In conclusion, it is imperative when considering flu-like or multisystem presentations in the current climate, to be aware of one’s cognitive biases and maintain a sense of skepticism, so that important diagnoses do not go amiss. Emerging reports highlight missed or delayed treatment for infections such as Pneumocystis jiroveci pneumonia that imitate COVID-19; however, there is little reference in the literature to autoimmune mimics of COVID-19 [4-6]. ASS is a rare clinical entity that is, even at the best of times, difficult to recognize; diagnosis requires a thorough multidisciplinary approach, synthesizing rheumatology and pulmonary assessments, along with serology, radiology, and occasionally muscle and/or lung biopsy results. It shows high heterogeneity between patients with respect to clinical phenotype and disease severity. Moreover, there is often a variable temporal relationship between the onset of ILD and that of myositis or other ASS-specific features. Early diagnosis followed by immunosuppressive therapy can significantly increase both the quality of life and life expectancy of patients, largely by reversibility of ILD [2]. Patients with anti-PL-7 or anti-PL-12 often have severe ILD, frequently without myositis. A meta-analysis of 27 studies on ASS, found that arthralgia and ILD predominate in ASS, as compared with the other idiopathic inflammatory myopathies, and patients with Jo-1 have more myositis and a better prognosis compared with patients with PL-7 or PL-12 [7].
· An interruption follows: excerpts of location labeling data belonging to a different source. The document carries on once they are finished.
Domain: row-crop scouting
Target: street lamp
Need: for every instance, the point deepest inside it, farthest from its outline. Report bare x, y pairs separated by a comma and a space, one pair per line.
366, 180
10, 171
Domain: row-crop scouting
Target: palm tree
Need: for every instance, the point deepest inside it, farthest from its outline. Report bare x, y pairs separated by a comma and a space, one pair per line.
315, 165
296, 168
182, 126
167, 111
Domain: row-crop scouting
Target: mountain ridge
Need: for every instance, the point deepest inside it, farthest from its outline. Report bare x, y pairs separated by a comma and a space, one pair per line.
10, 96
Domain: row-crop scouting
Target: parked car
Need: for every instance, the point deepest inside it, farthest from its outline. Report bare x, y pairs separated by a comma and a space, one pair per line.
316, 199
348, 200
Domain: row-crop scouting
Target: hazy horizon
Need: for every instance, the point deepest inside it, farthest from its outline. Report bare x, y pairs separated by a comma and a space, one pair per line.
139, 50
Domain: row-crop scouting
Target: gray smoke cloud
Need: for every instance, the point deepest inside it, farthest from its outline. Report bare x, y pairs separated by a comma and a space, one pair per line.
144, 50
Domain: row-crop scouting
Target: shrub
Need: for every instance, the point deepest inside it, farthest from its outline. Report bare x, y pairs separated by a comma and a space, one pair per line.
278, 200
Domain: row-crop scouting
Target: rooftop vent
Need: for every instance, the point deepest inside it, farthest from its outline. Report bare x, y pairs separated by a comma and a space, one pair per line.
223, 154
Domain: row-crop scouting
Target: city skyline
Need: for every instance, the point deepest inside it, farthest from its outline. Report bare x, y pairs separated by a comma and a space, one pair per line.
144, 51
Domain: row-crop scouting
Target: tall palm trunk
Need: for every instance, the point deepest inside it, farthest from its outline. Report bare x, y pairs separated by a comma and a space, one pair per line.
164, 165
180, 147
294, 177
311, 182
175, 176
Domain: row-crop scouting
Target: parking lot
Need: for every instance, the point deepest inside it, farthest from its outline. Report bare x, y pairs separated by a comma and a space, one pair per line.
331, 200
Our case highlights the importance of a thorough multisystem assessment of patients presenting with COVID-19-like features and raised creatine kinase, and greater awareness of the clinical features of ASS in acute settings, in order that earlier recognition and appropriate treatment may improve outcomes. One should consider, according to local availability, formal nailfold videocapillaroscopy and a Myositis Panel for the detection of myositis antibodies in the diagnostic work-up.